3. Speaking of ER, I saw Anthony Edwards at BAM last week, when we went to MacBeth at the Harvey (which was good, though I didn't like Lady MacBeth). Not acting - he was in the audience, and I passed very close to him and there were smiles. He hadn't really aged at all; he looked great, very relaxed and like he was enjoying himself with his pals. I saw John Leguizamo last week, too, in Central Park.
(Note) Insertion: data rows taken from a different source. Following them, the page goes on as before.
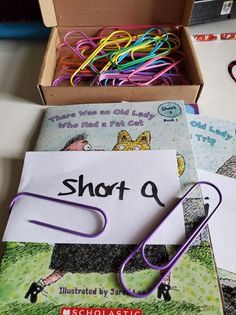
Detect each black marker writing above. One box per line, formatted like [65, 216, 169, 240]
[58, 175, 130, 200]
[141, 181, 165, 207]
[58, 179, 77, 196]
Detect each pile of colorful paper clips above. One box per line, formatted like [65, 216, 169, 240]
[52, 25, 188, 87]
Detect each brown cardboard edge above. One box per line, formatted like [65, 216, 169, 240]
[196, 81, 204, 102]
[38, 28, 60, 105]
[184, 28, 204, 83]
[182, 27, 204, 102]
[40, 0, 194, 28]
[39, 85, 200, 105]
[38, 27, 58, 84]
[182, 0, 194, 26]
[37, 85, 46, 105]
[38, 0, 57, 27]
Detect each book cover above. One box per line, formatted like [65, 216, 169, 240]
[0, 101, 223, 315]
[188, 113, 236, 315]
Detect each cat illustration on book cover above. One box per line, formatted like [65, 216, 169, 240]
[113, 130, 185, 177]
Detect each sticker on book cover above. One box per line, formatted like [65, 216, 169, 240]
[158, 102, 182, 118]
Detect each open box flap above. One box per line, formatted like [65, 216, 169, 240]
[39, 0, 194, 28]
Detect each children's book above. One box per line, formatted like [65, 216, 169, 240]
[188, 113, 236, 315]
[0, 102, 224, 315]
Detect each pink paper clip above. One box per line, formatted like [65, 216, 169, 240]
[128, 53, 185, 86]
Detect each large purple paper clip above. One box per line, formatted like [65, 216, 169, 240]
[119, 181, 222, 298]
[9, 192, 107, 238]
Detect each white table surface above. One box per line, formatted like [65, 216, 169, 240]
[0, 20, 236, 257]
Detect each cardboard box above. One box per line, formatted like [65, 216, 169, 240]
[38, 0, 203, 105]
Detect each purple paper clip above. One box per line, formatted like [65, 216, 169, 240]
[119, 181, 222, 298]
[9, 192, 107, 238]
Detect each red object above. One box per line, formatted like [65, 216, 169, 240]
[193, 32, 236, 42]
[61, 308, 142, 315]
[220, 32, 236, 40]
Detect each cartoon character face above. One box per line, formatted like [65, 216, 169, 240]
[64, 140, 92, 151]
[112, 131, 151, 151]
[62, 135, 93, 151]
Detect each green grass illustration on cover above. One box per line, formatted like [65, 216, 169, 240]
[0, 101, 223, 315]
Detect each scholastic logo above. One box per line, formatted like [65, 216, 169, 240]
[60, 308, 142, 315]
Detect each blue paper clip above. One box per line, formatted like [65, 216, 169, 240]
[9, 192, 107, 238]
[119, 181, 222, 298]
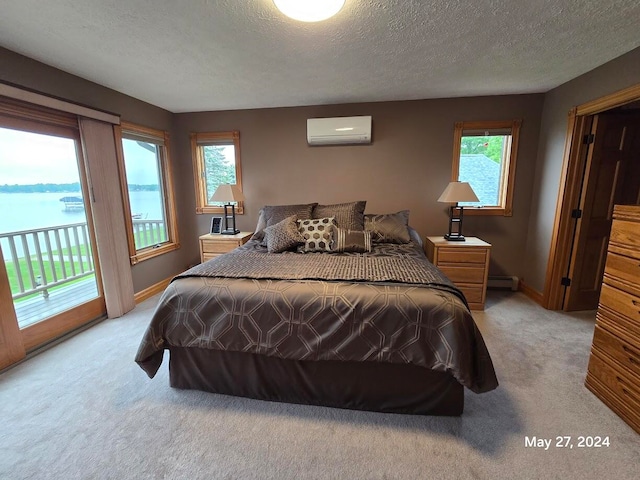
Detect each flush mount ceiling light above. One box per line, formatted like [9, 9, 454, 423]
[273, 0, 345, 22]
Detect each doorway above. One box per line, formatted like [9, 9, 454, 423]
[0, 104, 106, 368]
[544, 84, 640, 311]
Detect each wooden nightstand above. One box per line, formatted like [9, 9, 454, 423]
[199, 232, 253, 263]
[425, 236, 491, 310]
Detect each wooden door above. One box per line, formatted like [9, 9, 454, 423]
[0, 247, 26, 369]
[564, 113, 636, 311]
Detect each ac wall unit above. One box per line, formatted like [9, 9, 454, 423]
[307, 116, 372, 145]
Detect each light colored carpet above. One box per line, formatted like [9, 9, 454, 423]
[1, 291, 638, 480]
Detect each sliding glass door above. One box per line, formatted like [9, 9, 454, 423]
[0, 116, 105, 356]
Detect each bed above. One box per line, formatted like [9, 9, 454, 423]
[135, 202, 498, 416]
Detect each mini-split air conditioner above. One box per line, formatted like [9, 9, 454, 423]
[307, 116, 372, 145]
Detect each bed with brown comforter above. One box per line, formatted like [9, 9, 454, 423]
[135, 238, 497, 415]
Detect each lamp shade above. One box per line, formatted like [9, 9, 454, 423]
[437, 182, 479, 203]
[209, 184, 245, 203]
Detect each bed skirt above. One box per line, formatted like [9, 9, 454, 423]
[168, 347, 464, 416]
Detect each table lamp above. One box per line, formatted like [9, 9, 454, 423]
[209, 184, 245, 235]
[437, 181, 479, 241]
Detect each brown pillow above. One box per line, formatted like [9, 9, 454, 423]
[263, 203, 317, 227]
[333, 227, 372, 253]
[364, 210, 411, 243]
[313, 201, 366, 230]
[263, 215, 304, 253]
And then a week later I was on the same walk in Central Park, and I sat on a bench in this pretty area up near W 96th, not far from where I'd seen him, and overheard this woman saying, "I've got to go - John Leguizamo tonight!!" (He's in a play on Broadway now).
4. Does anyone else use Chrome and have trouble with 'Aw, Snap!' errors? I get them with almost any link to YouTube-- if I try to open it in a new tab, it crashes both the page with the link and the target page. On Facebook, e.g., I can play an embedded video as long as I play it in the FB feed, but get "aw snap" on both my FB page and the youtube page if I open it separately -- and also on any other tab I've opened from that FB page, at the same time, so I'll see a whole row of tabs that all say, "Aw, Snap!" Same if videos appear at the top of a Google search result. I don't like being pushed back onto Firefox. When I've read advice about how to deal with inappropriate "aw, Snap!" errors, it tends to say, "try turning off each of your extensions in turn..." Which is always, like, no thanks. I also don't perfectly love either Chromed Bird (the Twitter plugin I use on Chrome) or Echofon (the only I use in Firefox.) The former is nice because it gives you lots of columns and options, but it tends to throw up errors ("no more than 350 requests per hour" or something like that).
5. As always, I have DW codes if anyone needs them. I know a lot of people have been trying to back up LJs since the most recent troubles. Honestly, reading about the attacks on the Russian user base have made me more sympathetic to LJ than I've been in years. It's not putting it too strongly to say I hate LJ, as rule. It's not a principled stand, it's a visceral reaction to seeing all the ads plastered on my LJ and those of my friends, being stuck with them because I won't fork over money to a company that would ditch Pornish Pixies. I know, I know, I'm a Mac and you're a PC, and PCs have their good points, not least the simple fact that most people use them. It's nice to have a specific, visceral sympathetic feeling toward SUP & LJ, for a change, and for old time's sake. But it won't stop me from suggesting again that you might want to try DW. Back up your LJ. Try the crossposter. DW is a good company, and it's a good product. Here. I have codes.